Dysthymia, also known as chronic depression, presents symptoms that fall short of the complete criteria for major depressive disorder (MDD). This low-grade depression persists for years without posing major issues, yet it can induce notable symptoms such as:
- Depressed mood most of the day nearly every day
- Little interest or pleasure in doing things
- Significant weight loss when not dieting or weight gain (e.g., a change of more than 5% of body weight in a month) or decrease or increase in appetite nearly every day
Mood disorders affect millions of people in the United States.
Mood disorders like bipolar disorder and depression affect millions of people in the United States. If you experience mood swings, talk to your doctor.
Bipolar disorder is a manic episode (high) or mixed episodes (low-high), characterized by extreme changes in mood, energy, and activity levels.
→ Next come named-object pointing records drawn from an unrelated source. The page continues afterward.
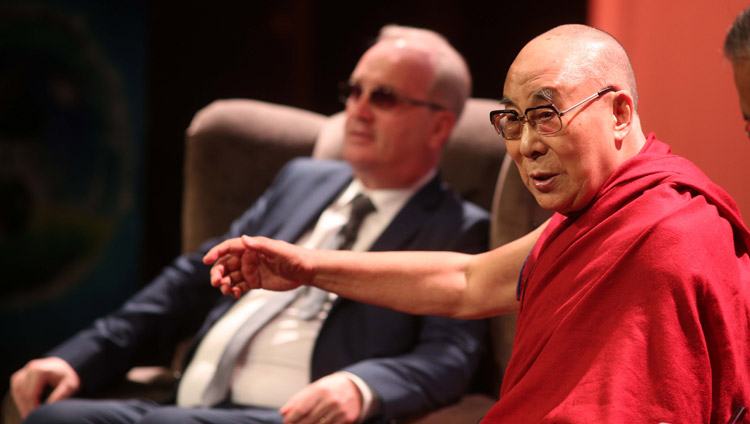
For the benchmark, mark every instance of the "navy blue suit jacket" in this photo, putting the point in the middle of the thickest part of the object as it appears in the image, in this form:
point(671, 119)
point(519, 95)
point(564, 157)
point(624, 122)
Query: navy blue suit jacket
point(415, 364)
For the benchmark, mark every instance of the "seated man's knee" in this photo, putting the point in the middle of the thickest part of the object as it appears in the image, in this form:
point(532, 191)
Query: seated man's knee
point(62, 412)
There are several types of bipolar disorder: manic episodes, depressive episodes, and mixed episodes.
Depression is a medical condition characterized by persistent feelings of sadness or hopelessness lasting over two weeks. It involves a loss of interest in activities, sleep problems, difficulty concentrating, thoughts, attempts, or intentions of suicide. Individuals may experience feelings of worthlessness, guilt, and extreme sensitivity to criticism. Often expressing statements like “I just can’t do anything right!” or “feeling like nothing matters anymore.”